Mães e gestantes negras na pandemia de covid-19: O desafio está ainda maior

FONTEPor Anielle Franco, no Ecoa
Anielle Franco (Foto: Bléia Campos)

As últimas semanas têm sido especialmente difíceis para conseguir dar conta de toda a demanda do trabalho e da maternidade. Além dos desafios que ficam restritos à minha casa e núcleo familiar, ainda tem os trazidos pela pandemia de covid-19, que se misturam intimamente com quem sou e como vivo minha vida. Na última semana li uma notícia sobre uma puérpera de Manaus que veio a óbito apenas 27 dias depois de ter dado à luz, em decorrência não da covid-19, mas da falta de ética e preparo de uma médica. Jucicleia, jovem mãe de 30 anos, morreu após sua médica considerar adequada a utilização de um tratamento experimental com hidroxicloroquina, – defendido pelo presidente Bolsonaro – sem o devido consentimento e nem a devida explicação dos riscos que ele representava. O resultado? Mais uma família destruída pela pandemia, mas principalmente, pelo negacionismo e negligência de quem deveria trabalhar para nos proteger.

Como mãe de duas meninas e tendo passado, durante a minha primeira gestação por violência obstétrica e vivenciado, já na minha segunda gestação a maior pandemia da nossa história e todos os desafios que a mesma representa para mulheres gestantes, e em especial, mulheres negras, que são as mais afetadas no Brasil pela violência obstétrica, essa notícia tocou nos meus maiores medos e sentimentos de indignação.

Segundo a Organização Pan-americana de Saúde, a taxa de letalidade de mulheres grávidas e puérperas pela covid-19 no Brasil é nove vezes maior que a média das Américas. Mulheres negras grávidas e puérperas têm um risco de morte por covid-19 quase duas vezes maior que o de mulheres brancas. Estudos brasileiros detalham o impacto das falhas dos serviços de saúde nessa tragédia: 15% das mulheres grávidas ou puérperas que morreram de Covid-19 até julho de 2020 não receberam nenhuma assistência ventilatória, 28% não tiveram acesso a UTI, 36% não foram intubadas nem receberam ventilação mecânica.Também em meio a esse cenário, veio a orientação do Ministério da Saúde para que – mais uma vez – as mulheres brasileiras considerassem adiar seus planos de maternidade por conta da pandemia. Coisa que não é nenhuma novidade, uma vez que vai de encontro a profunda falta de respeito que os governantes vem tendo e sempre tiveram com mulheres gestantes durante epidemias, como recordamos no período da epidemia do Zika vírus. O dia a dia de gestantes e mães de recém-nascidos tem sido desafiador.

Em meio a essas notícias, sofri, mais uma vez, uma tentativa de cerceamento da minha liberdade de ser mãe e cuidar das minhas filhas, durante uma live onde participei e que uma das organizadoras pediu para que eu não amamentasse a minha filha Eloah, de apenas oito meses.

A situação, além de constrangimento, despertou em mim uma forte indignação, já que ainda em 2021, e em meio a uma pandemia onde nós somos obrigadas a trabalhar de casa, alguém pode acreditar que existe a possibilidade de mudar as necessidades de uma bebê, ou tornar menos urgente o trabalho de dar atenção a uma criança que ainda sequer consegue expressar.Impedir que mães cuidem de seus filhos enquanto realizam outras atividades públicas, é uma das formas mais antigas de limitar as possibilidades de trabalho de mães, além de afastar essas mulheres e suas crianças de espaços de construção públicos.
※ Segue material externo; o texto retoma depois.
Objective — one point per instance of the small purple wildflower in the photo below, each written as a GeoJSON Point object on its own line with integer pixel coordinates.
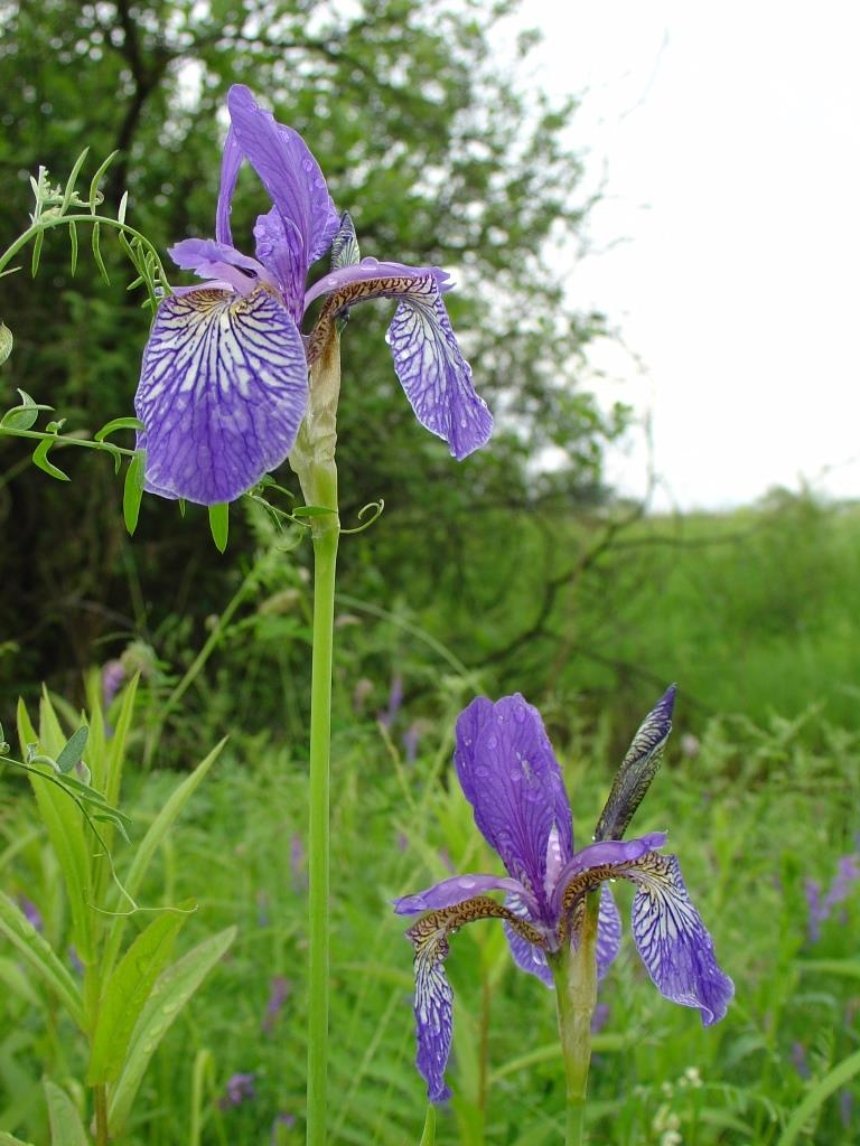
{"type": "Point", "coordinates": [279, 990]}
{"type": "Point", "coordinates": [412, 736]}
{"type": "Point", "coordinates": [224, 381]}
{"type": "Point", "coordinates": [33, 916]}
{"type": "Point", "coordinates": [239, 1090]}
{"type": "Point", "coordinates": [508, 772]}
{"type": "Point", "coordinates": [820, 908]}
Punir mulheres por dar alimento a seus filhos é uma forma de punir também sua decisão de tornar-se mãe.

Constantemente nosso direito à maternidade, e portanto, nossos direitos reprodutivos são retirados de nós ou nos fazem questionar se de fato o temos. O direito de escolher como, com quem e em que momento você deseja engravidar e ser mãe, precisa ser respeitado. Da mesma forma que o direito de cuidar de sua bebê, pelo tempo que a criança precisar, também precisa ser respeitado, sem que isso cause culpa ou constrangimento para as mães.
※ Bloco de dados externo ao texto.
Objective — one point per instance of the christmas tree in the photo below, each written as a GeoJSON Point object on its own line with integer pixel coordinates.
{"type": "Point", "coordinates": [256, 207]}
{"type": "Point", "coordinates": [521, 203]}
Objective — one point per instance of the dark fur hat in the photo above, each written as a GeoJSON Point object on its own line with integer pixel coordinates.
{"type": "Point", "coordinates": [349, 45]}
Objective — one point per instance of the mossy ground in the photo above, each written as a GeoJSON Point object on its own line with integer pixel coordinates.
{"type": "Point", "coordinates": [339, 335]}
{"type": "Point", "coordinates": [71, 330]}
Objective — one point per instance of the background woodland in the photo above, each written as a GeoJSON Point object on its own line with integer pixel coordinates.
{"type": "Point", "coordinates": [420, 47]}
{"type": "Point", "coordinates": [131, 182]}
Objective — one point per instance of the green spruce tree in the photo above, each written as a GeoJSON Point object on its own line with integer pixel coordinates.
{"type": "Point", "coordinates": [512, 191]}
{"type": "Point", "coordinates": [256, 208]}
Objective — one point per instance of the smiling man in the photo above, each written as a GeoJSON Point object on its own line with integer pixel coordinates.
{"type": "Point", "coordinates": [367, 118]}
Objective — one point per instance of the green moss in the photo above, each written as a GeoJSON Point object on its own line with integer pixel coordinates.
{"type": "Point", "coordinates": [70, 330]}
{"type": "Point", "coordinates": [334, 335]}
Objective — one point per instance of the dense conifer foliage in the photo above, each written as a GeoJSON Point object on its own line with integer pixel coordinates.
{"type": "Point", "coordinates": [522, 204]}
O trabalho por direitos sexuais e direitos reprodutivos das mulheres brasileiras ainda possui um longo percurso pela frente. Mesmo assim, sei que estamos no caminho do avanço quando ainda em meio a ataques, encontramos espaços de troca e diálogo sobre as dificuldades enfrentadas por nós, mães negras. Sigo em frente pois não descansarei enquanto não conseguir garantir que esses direitos pelos quais tanto lutamos, sejam de fato efetivados para todas as mulheres e meninas do nosso país hoje, mas principalmente, para as futuras gerações. A luta por justiça reprodutiva para todas continua.